Obviously, Zeiss lenses are manual focus only (but confirmation is available). The body matters, too - manually focusing a fast prime with a standard focusing screen is challenging (you can't see the real DoF), so for example, I'd not get Zeiss lenses to use with the 5DIII since it doesn't have interchangeable focusing screens.


----------



## wtlloyd (Mar 10, 2012)

I had a ZE 35 f/2 for a couple years, and loved it. I sold it because I need a wide angle that autofocuses when I shoot handheld. Plus, for my purpose, the 16-35 II zoom will have other advantages.

I think most people are using LiveView on the camera back, often at 10X, when composing shots on a tripod. That is to say, the question has to be asked whether the user intends to hand hold or use a fixed support.


----------



## Axilrod (Mar 10, 2012)

That really depends, do you shoot a lot of video? Zeiss lenses are definitely the better choice for video, the focus ring is butter smooth and has much more throw than L lenses. Also it has hard stops, if you put focus marks on an L lens and accidentally spin past infinity, the focus marks become useless. They are built like tanks, all metal and even the lens hoods are metal.

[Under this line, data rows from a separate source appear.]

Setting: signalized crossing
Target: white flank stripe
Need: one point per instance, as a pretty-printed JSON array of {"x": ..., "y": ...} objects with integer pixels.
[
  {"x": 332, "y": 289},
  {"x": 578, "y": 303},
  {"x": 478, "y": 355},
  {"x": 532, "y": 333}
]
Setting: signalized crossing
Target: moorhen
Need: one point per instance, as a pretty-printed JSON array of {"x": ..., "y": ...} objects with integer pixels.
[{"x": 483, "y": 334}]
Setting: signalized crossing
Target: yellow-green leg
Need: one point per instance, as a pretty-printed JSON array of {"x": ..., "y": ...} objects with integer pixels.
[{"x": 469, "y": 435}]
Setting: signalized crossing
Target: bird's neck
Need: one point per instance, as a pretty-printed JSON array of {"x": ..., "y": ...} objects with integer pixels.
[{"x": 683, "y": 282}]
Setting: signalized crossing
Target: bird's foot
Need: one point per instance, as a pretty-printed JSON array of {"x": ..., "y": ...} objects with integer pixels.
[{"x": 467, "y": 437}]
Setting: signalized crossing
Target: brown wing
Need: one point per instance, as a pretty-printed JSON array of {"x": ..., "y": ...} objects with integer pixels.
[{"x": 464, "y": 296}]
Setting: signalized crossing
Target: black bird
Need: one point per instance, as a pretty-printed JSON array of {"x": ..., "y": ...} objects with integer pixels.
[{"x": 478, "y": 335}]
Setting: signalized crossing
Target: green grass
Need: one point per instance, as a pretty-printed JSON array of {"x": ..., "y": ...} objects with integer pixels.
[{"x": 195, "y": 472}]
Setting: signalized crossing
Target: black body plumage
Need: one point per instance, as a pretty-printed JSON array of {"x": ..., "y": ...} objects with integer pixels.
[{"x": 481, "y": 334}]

I've had tons of L lenses and still have a good many, but I was blown away by the Zeiss glass. Particularly the 21mm f/2.8, the 100mm f/2 Makro, and the 50mm f/2 Makro. They are so sharp edge to edge it's unbelievable. Even the 35 f/2 (one of their cheaper lenses) is as sharp as my 35L. I would say that their Canon counterparts are equally sharp in the center, but the Zeiss glass is killing it in terms of edge sharpness. Also they have very very uniform color across the board, so matching color between shots is very easy. They definitely have a unique look, very contrasty but with incredibly fine detail. If you hit the sweet spot on those lenses they separate the subject from the background like no other, creating almost a 3D effect (here is an example, not the best, but the first I could find)(100mm Makro):






I have been trying to make myself get rid of all my L lenses and replace them with Zeiss glass, but can't bring myself to let them go, but I think I'm almost there. The thing about my 1.2 and 1.4 primes, I rarely shoot video below f/2, and the Zeiss glass retains sharpness well even stopped down, so I can live without the extra stops. Sure they don't have AF, but that just means more money going to optics. 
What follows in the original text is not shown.